Technologie.- In der Logistikbranche sorgen RFID-Transponder dafür, dass sich Containerladungen bequem per Funktechnik identifizieren lassen. Dresdener Wissenschaftler haben nun einen Funkchip entwickelt, mit dem auch Temperatur oder Feuchtigkeit von Gegenständen gemessen werden kann.

Von Viola Simank |
    Vier Jahre lang haben Nicolas Gay und seine Kollegen vom Fraunhofer-Institut für Photonische Mikrosysteme in Dresden an dem neuen Funkchip mit Sensor getüftelt. Jetzt liegt der Prototyp dieses RFID-Transponders einsatzbereit auf dem Labortisch: eine kleine schmale Leiterplatte, bestückt mit einem stecknadelkopfgroßen Chip und einer Antenne.

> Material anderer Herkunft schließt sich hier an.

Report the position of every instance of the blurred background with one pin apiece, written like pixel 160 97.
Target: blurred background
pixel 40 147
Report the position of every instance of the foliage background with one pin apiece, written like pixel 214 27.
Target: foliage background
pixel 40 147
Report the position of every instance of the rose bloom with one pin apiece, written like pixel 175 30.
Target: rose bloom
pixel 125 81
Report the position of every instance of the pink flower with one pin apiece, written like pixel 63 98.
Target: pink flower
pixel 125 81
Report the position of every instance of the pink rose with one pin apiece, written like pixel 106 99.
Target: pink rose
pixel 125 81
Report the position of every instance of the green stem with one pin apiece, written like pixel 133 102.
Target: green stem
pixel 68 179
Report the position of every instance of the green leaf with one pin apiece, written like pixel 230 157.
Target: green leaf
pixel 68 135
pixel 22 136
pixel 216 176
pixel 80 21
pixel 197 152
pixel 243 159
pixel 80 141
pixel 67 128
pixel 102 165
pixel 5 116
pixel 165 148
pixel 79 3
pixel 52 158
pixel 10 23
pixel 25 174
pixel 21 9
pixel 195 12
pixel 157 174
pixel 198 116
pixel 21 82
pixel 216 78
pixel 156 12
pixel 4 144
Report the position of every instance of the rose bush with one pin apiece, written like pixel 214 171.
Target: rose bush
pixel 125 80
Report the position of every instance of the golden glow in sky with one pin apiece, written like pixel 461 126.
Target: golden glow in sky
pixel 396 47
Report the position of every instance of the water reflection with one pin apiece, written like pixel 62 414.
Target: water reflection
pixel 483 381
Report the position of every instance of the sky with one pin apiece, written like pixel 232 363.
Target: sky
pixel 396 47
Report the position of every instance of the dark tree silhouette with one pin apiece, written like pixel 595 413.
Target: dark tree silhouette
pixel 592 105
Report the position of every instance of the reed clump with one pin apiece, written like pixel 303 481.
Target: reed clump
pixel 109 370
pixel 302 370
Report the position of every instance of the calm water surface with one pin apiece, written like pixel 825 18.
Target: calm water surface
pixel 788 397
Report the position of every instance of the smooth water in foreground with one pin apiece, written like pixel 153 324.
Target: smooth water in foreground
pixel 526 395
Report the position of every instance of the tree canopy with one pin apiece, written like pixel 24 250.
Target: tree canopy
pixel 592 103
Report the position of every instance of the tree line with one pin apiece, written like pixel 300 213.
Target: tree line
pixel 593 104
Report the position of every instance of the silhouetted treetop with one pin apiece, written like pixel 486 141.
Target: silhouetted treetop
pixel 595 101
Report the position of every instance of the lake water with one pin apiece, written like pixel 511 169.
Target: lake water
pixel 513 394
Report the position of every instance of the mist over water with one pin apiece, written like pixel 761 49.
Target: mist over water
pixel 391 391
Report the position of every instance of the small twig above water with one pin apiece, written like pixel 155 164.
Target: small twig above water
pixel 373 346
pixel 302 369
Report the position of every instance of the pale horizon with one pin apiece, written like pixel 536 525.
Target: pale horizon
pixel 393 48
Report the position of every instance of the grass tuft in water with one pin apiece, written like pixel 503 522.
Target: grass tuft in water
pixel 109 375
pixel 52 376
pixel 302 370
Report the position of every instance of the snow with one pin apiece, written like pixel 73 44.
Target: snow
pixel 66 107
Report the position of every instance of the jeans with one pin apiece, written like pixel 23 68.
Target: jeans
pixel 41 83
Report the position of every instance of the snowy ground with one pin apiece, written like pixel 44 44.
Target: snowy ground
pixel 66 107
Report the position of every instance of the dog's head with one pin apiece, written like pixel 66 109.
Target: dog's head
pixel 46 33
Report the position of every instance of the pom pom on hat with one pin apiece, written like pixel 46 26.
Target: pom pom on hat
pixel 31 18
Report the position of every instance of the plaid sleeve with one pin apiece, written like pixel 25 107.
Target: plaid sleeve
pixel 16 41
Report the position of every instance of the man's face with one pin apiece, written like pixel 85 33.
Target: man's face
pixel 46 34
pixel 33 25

Neben dem Tisch steht das Lesegerät, der Reader: Ein buchgroßer grauer Kasten mit drei Lämpchen. Sein hochfrequentes elektromagnetisches Feld versorgt den Transponder mit Energie, damit Daten übermittelt werden können. Nicolas Gay nimmt den Transponder und hält ihn in einem Meter Abstand vor das Lesegerät:

    "Das Licht leuchtet, das bedeutet, ich bin im Feld und eine Kommunikation entsteht. Und so kann ich zum Beispiel den Sensor abfragen. Auf die Weise kann man Daten zurück an den Reader senden, die vom Computer ausgewertet werden."

    In diesem Fall wird die Temperatur gemessen – auf dem angeschlossenen Computerbildschirm liest sie Nicolas Gay ab:

    "Der sagt mir zum Beispiel, im Transponder herrscht eine Temperatur von 22 Grad."

    Das größte Problem bei der Entwicklung des neuen Funkchips war die Stromversorgung seiner Sensoren. Denn es ist ein passives System, das heißt, der Transponder hat keine eigene Batterie, sondern wird nur über das elektromagnetische Feld des Lesegerätes mit Energie versorgt.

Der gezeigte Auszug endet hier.